My professor when talking about the EPR paradox said that the singlet spin state,
$$ |00\rangle=\frac{1}{\sqrt 2}(|+-\rangle-|-+\rangle) $$
is symmetric under rotation because its density matrix is
$$\rho=\frac{1}{4}(1-\vec{\sigma_1}\cdot\vec{\sigma_2}),$$
where $\vec{\sigma_1}$ and $\vec{\sigma_2}$ are the Pauli matrices for the first and second particle.
This is because for example a rotation around the $y$ axis that sends $\vec{e_z}$ to $\vec{e_x}$ and $\vec{e_x}$ to $-\vec{e_z}$, sends ${\sigma_i^z}$ to ${\sigma_i^x}$ and ${\sigma_i^x}$ to $-{\sigma_i^z}$ and so leaves $\rho$ unchanged.
But my professor said that $\rho$ for the state
$$ |10\rangle=\frac{1}{\sqrt 2}(|+-\rangle+|-+\rangle) $$
is
$$\rho=\frac{1}{2}(1+\vec{\sigma_1}\cdot\vec{\sigma_2}).$$
So also this state should be symmetric under rotations because there is a scalar product.
But this state isn't symmetric because, while the uncertainty of total spin third component $S^z$ is $0$ (the states is an eigenstate), the uncertainties of $S_x$ and $S_y$ are not $0$. This for example follows from the fact that $\langle S_x \rangle=\langle S_y \rangle=0$ and $\langle S_x^2 \rangle+\langle S_y^2 \rangle=\langle S^2 \rangle = 2\hbar$.

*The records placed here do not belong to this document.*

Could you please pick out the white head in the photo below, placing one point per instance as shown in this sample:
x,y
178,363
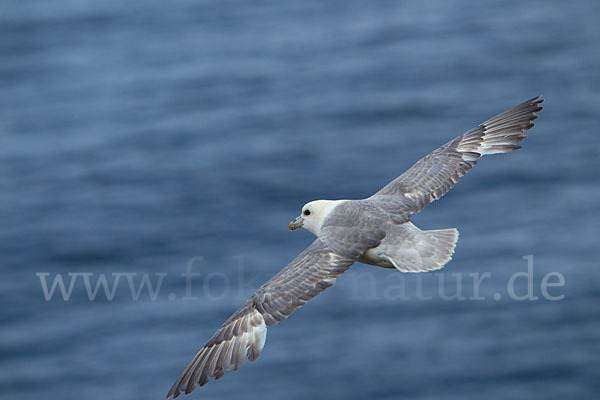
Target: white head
x,y
313,215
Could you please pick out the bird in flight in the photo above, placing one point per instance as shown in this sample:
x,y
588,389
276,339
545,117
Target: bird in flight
x,y
376,230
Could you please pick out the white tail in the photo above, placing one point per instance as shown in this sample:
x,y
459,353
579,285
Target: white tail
x,y
423,250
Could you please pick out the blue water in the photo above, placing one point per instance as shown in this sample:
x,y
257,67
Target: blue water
x,y
135,136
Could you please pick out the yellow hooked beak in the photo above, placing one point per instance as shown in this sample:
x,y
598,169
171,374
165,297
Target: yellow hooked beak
x,y
297,223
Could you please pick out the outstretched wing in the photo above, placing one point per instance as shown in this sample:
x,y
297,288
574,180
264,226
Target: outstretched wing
x,y
243,335
436,173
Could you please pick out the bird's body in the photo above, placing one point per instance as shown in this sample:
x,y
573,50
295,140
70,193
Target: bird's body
x,y
376,230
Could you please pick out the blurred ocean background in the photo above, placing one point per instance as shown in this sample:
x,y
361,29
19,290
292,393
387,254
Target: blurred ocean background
x,y
135,136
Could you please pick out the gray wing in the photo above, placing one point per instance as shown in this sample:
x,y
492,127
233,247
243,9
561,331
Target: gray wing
x,y
243,335
435,174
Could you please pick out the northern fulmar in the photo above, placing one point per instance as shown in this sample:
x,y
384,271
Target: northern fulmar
x,y
376,230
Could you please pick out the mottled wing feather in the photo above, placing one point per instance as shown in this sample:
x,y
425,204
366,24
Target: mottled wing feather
x,y
435,174
242,336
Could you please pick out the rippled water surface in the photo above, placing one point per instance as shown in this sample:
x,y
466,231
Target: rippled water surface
x,y
135,136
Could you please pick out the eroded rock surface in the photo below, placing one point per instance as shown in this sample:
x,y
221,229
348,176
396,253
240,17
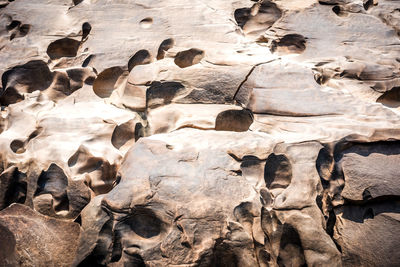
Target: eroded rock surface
x,y
199,133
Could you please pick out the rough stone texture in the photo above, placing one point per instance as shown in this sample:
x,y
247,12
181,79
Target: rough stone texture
x,y
199,133
31,239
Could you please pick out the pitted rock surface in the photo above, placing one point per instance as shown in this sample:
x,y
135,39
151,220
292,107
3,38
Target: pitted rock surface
x,y
199,133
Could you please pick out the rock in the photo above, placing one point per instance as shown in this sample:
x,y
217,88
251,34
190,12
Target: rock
x,y
199,133
34,239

How to solve this contraddiction?
EDIT:
I think I figured out what happened: the $\rho$ matrix for $|10\rangle$ state can't be the one in the OP as shown in this calculation:
$$\vec{\sigma_1}\cdot\vec{\sigma_2}=
\frac{1}{2}[(\vec{\sigma_1}^2+\vec{\sigma_1})^2-\vec{\sigma_1}^2-\vec{\sigma_2}^2]=
\frac{1}{2}(\frac{2}{\hbar})^2 S_{tot}^2-3 =
\frac{2}{\hbar^2}S_{tot}^2-3$$
$$\rho=\frac{1}{\hbar^2}S_{tot}^2-1$$
$$\rho|10\rangle=|10\rangle$$
$$\rho|11\rangle=|11\rangle$$
$$\rho|1-1\rangle=|1-1\rangle$$
So $\rho$ can't be the projector onto the $|10\rangle$ state.

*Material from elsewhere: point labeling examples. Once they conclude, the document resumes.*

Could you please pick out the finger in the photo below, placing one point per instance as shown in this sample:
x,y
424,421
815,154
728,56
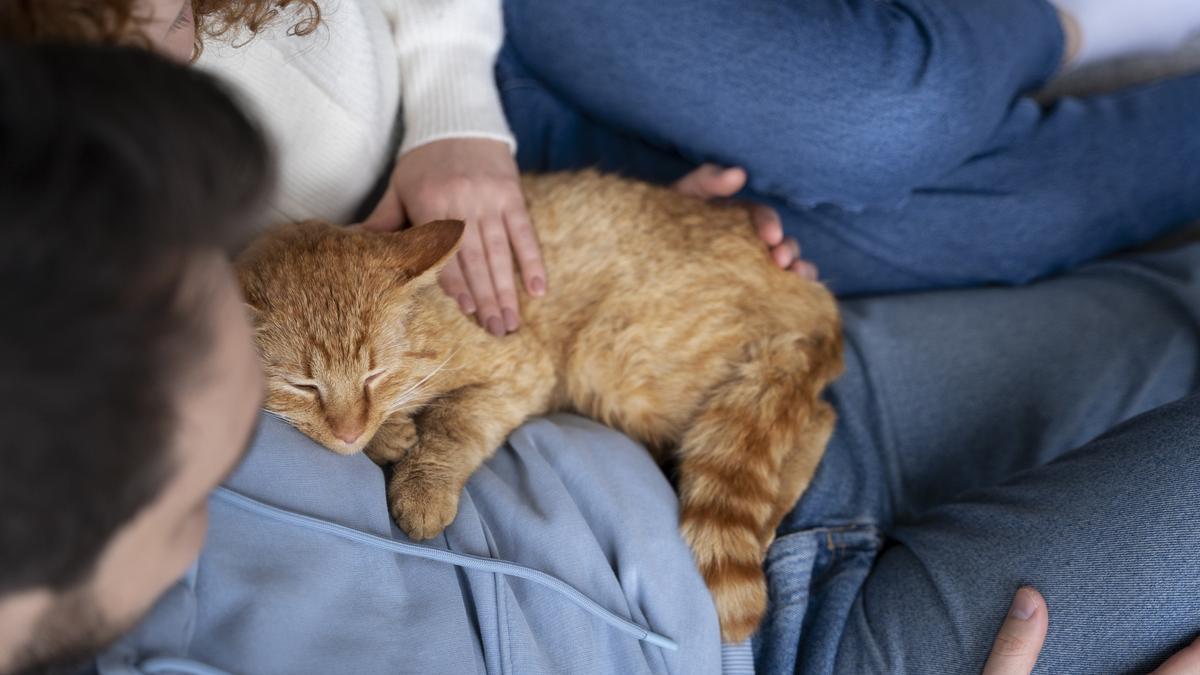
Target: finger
x,y
786,252
499,262
388,214
709,180
767,223
1020,637
527,250
1186,662
479,279
455,285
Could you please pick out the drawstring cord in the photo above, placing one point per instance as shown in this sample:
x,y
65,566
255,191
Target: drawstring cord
x,y
459,560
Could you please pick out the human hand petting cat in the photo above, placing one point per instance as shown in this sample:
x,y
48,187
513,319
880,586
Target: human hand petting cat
x,y
477,180
1020,638
711,181
474,180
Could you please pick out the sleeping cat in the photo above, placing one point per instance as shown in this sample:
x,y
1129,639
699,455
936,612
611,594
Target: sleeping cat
x,y
664,318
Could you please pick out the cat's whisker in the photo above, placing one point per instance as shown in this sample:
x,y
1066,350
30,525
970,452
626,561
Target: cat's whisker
x,y
407,394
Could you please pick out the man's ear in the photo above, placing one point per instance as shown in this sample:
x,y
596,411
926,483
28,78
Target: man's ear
x,y
427,248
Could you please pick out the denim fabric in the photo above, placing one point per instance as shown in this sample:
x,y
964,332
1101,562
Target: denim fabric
x,y
891,565
893,137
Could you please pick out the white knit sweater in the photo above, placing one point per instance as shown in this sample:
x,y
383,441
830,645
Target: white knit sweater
x,y
330,101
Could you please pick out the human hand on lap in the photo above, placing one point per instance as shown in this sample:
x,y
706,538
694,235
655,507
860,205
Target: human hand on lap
x,y
474,180
1021,635
711,181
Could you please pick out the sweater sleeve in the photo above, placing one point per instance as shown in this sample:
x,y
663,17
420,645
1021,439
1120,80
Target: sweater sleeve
x,y
448,53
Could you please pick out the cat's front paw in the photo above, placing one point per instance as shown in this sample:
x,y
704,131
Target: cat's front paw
x,y
421,505
394,440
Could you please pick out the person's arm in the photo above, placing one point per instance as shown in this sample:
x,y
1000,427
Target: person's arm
x,y
456,155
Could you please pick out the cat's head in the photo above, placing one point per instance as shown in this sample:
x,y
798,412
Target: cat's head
x,y
331,308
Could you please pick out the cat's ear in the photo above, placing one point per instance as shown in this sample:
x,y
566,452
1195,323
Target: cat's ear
x,y
427,248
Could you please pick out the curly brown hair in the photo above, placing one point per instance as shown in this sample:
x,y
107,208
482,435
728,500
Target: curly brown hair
x,y
119,22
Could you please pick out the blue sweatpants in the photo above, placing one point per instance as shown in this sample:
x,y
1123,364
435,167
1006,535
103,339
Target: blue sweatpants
x,y
897,138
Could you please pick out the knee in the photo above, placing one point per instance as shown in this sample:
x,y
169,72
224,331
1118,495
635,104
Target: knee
x,y
887,141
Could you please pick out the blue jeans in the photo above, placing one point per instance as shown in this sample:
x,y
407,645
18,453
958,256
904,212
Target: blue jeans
x,y
952,478
894,137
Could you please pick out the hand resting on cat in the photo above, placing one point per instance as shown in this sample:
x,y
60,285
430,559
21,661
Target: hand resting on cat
x,y
666,321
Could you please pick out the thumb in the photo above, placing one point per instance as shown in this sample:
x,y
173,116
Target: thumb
x,y
388,214
1020,637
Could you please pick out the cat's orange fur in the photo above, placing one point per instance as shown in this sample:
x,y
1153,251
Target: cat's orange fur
x,y
665,318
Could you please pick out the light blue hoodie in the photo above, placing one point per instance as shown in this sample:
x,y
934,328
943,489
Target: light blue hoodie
x,y
305,573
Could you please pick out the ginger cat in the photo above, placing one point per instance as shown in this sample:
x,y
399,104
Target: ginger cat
x,y
664,318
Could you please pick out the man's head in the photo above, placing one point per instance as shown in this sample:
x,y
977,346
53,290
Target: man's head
x,y
173,28
129,382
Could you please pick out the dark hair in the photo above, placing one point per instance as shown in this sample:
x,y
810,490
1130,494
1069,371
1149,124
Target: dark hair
x,y
117,171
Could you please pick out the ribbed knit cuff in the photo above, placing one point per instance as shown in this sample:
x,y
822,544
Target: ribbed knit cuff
x,y
450,93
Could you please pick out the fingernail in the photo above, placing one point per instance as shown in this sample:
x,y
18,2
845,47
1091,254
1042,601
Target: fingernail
x,y
466,303
1024,604
496,327
510,320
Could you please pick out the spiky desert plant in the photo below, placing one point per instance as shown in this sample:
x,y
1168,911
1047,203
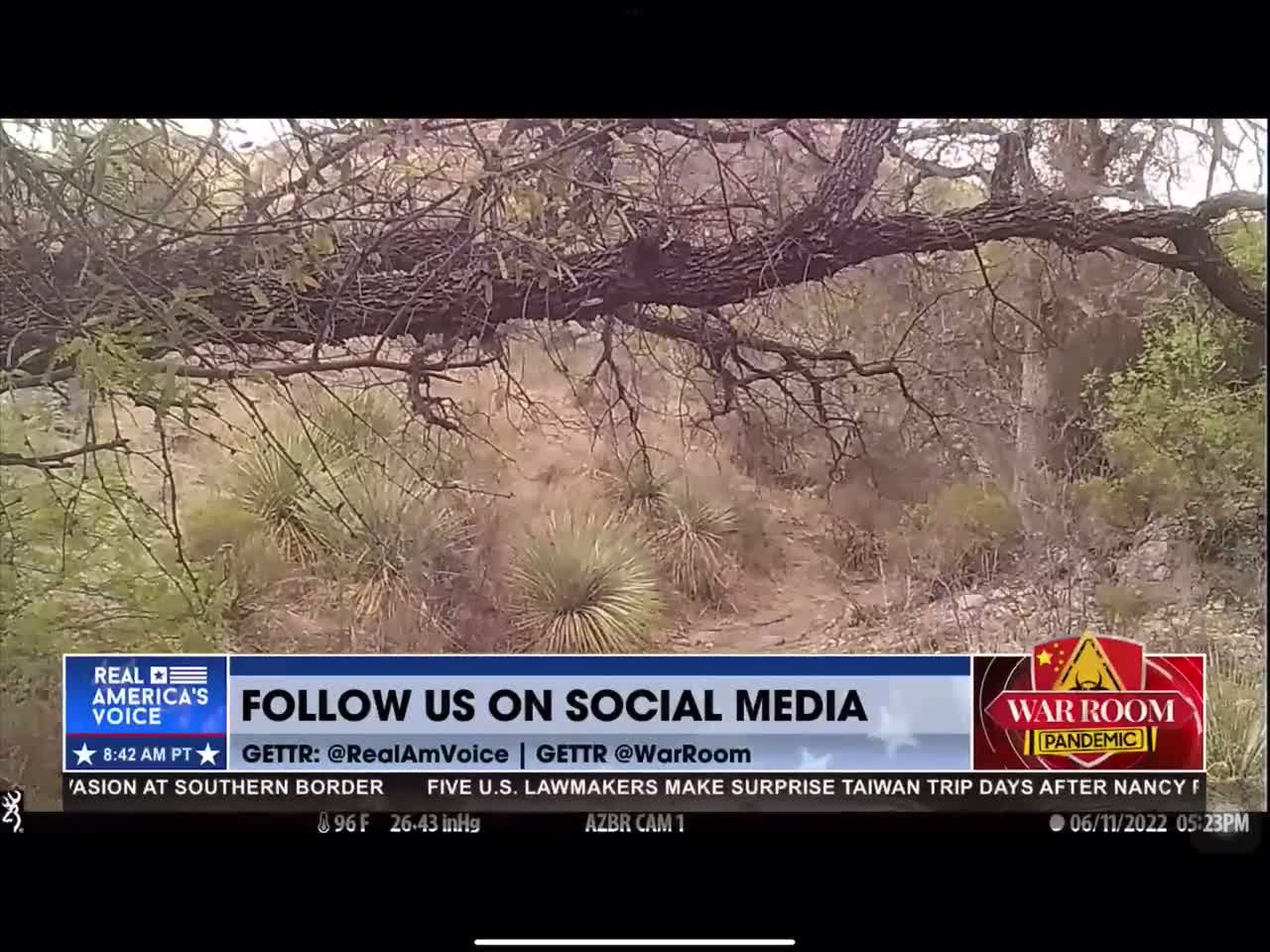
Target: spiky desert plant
x,y
584,585
1237,721
357,424
642,490
397,538
694,542
272,480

Can someone give me a confirmation about this?
Best Answer
Yes. This is a total-spin zero ($S^2=0$) state and also has $S_z = 0$. This means it transforms trivially under rotations.
No. No it should not be symmetric. The state you wrote above is the $S_z=0$ part of the triplet. It transforms like a vector component into the other components of the triplet.
Yes. The components of the triplet do transform under rotations.
There is no contradiction. Also, as discussed below, one of the expressions for one of the density matrices you wrote above is incorrect.
Update:
Yes. I agree. The density matrix for $|10\rangle$ is: $$ |10\rangle\langle 10| \propto \left( \begin{matrix} 0 & 0 & 0 & 0 \\ 0 & 1 & 1 & 0 \\ 0 & 1 & 1 & 0 \\ 0 & 0 & 0 & 0 \end{matrix} \right) $$ whereas the expression $1 + \vec{\sigma_1}\cdot\vec{\sigma_2}$ is: $$ 1 + \vec{\sigma_1}\cdot\vec{\sigma_2} \propto \left( \begin{matrix} 1 & 0 & 0 & 0 \\ 0 & 0 & 1 & 0 \\ 0 & 1 & 0 & 0 \\ 0 & 0 & 0 & 1 \end{matrix} \right)\;, $$ so they are not the same.
However, the expression for $|00\rangle\langle 00| = \frac{1}{4}\left(1 - \sigma_1\cdot\sigma_2\right)$ is fine.
I can confirm in the sense provided in the update above.